Dietitian's tip: Traditional chili takes on a new look with the addition of colorful roasted bell peppers and black, cannellini and Anasazi beans. Serve as a main dish with corn bread or crusty whole-grain bread.
- 3/4 cup each dried cannellini or red kidney beans, black beans and Anasazi beans, picked over and rinsed, soaked overnight, and drained
- 4 cups water
- 1 bay leaf
- 1 1/2 teaspoons salt
- 2 large green bell peppers, roasted and seeded
- 2 large red or yellow bell peppers, roasted and seeded
- 3 tablespoons olive oil or canola oil
- 1 yellow onion, chopped
- 4 cloves garlic, minced
- 1 tablespoon chili powder
- 1 tablespoon dried oregano
- 2 teaspoons ground cumin
- 1/2 teaspoon red pepper flakes
- 4 tomatoes, peeled and seeded, then diced
- 1/3 cup chopped fresh cilantro (fresh coriander)
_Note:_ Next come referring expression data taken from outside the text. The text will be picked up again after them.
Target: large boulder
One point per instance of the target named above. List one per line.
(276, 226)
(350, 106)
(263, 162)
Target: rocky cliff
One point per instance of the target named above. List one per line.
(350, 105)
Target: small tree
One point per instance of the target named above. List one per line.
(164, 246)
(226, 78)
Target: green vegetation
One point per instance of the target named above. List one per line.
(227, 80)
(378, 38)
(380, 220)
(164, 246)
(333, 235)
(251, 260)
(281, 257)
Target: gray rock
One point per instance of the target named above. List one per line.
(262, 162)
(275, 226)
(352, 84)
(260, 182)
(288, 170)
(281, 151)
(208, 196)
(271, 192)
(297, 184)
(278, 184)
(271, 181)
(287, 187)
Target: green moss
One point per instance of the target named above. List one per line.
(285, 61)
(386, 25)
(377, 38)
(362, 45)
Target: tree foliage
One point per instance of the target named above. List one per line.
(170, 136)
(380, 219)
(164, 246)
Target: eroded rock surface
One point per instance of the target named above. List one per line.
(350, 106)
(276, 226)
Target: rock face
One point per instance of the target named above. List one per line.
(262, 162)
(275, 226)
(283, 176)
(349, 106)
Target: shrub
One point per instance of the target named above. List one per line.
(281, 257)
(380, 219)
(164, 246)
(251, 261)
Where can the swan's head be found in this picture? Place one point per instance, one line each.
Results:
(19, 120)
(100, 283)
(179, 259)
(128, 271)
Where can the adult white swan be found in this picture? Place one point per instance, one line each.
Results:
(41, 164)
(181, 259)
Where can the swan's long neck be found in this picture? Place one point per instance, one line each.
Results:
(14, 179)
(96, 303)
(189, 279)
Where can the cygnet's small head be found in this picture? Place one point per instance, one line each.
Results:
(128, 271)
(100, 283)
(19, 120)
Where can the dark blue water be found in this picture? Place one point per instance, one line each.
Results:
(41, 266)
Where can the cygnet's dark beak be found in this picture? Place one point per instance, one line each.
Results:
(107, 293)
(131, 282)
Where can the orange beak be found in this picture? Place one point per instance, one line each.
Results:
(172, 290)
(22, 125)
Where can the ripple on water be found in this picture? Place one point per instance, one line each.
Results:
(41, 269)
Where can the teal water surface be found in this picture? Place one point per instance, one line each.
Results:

- 6 tablespoons shredded queso asadero or Monterey Jack cheese
- 2 green (spring) onions, including tender green tops, thinly sliced
In a large saucepan over high heat, combine the beans, water, bay leaf and 1/2 teaspoon of the salt. Bring to a boil. Reduce the heat to low, cover partially and simmer until the beans are tender but still firm, 60 to 70 minutes. Drain and discard the bay leaf.
When the beans are cooked, coarsely chop the roasted bell peppers and set aside. In a large saucepan, heat the oil over medium heat. Add the yellow onion and saute until soft and lightly golden, about 6 minutes. Stir in the garlic, chili powder, oregano, cumin, red pepper flakes and the remaining 1 teaspoon salt. Cook until fragrant, 1 to 2 minutes. Add the bell peppers, cooked beans, tomatoes and cilantro and cook until the tomatoes are heated through, 5 to 6 minutes. Ladle the chili into individual bowls and sprinkle with the cheese and green onions.